Key Terms in this Chapter

Transthoracic Doppler Echocardiography: Noninvasive evaluation of coronary blood velocity by Doppler echocardiography, using a transthoracic approach.

Coronary Flow Reserve: Functional clinical parameter, computed as the ratio of maximal (pharmacologically stimulated) to baseline (resting) diastolic coronary blood flow peak, used to assess epicardial coronary stenosis and to evaluate the integrity of coronary microcirculation.

Dipyridamole: Drug that inhibits platelet aggregation and causes vasodilation. It is used in cardiac stress testing as a coronary vasodilator to induce the maximal stress condition.

Local Adaptive Thresholding Algorithm: Technique based on the computation of a locally dependent threshold in a determined region of interest, by which the object contour is then detected by thresholding.

Bland-Altman Analysis: Statistical method which allows to compare measurements obtained in the same subjects by two different techniques. The Bland-Altman graph plots the difference between the two measurements against their average, for each subject.

Image Processing: The process of applying algorithms to images in order to improve their quality reducing artefacts, to enhance characteristics, to detect object contours.

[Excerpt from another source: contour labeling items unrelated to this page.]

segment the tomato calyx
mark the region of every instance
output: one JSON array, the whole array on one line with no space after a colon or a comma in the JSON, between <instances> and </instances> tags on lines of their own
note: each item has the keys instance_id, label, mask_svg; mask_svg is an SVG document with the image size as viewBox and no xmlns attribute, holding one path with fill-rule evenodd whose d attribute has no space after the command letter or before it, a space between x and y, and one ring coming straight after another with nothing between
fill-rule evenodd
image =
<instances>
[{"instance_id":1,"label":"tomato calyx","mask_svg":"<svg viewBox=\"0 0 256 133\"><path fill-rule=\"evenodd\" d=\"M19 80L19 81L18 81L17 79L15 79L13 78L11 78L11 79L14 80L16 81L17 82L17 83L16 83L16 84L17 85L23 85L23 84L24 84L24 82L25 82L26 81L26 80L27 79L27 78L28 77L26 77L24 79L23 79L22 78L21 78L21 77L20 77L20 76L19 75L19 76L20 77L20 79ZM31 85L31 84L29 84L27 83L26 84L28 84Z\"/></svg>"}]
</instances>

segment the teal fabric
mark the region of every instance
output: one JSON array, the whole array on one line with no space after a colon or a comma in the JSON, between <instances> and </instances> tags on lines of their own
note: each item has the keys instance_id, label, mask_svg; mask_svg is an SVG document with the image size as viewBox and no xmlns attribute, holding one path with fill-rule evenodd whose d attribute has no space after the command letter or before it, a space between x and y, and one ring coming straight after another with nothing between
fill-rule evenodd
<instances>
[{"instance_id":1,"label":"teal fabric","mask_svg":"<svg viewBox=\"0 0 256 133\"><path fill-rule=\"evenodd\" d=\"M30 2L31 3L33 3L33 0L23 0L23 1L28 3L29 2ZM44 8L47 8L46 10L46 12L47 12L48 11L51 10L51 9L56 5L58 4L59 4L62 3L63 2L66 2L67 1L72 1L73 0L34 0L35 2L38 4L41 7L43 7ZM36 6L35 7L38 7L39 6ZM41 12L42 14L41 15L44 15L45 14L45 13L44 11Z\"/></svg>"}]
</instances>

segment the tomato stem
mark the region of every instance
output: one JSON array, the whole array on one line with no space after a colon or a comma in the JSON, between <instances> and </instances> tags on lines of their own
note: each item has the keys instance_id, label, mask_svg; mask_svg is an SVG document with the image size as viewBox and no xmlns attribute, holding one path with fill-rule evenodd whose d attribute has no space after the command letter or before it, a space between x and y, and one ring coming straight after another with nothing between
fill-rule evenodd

Thresholding: The process of detecting object contours based on the computation of a binary image in which pixel values are set to one, in correspondence to a videointensity value of the corresponding pixel position in the analyzed image greater than the threshold, and to zero if the videointensity is lower than the threshold. The threshold can be constant for all image, or can be adaptive and spatially dependent.

Left Anterior Descending Coronary Artery: One of the two branches (together with the circumflex (Circ) coronary artery) in which the left main coronary artery divides into.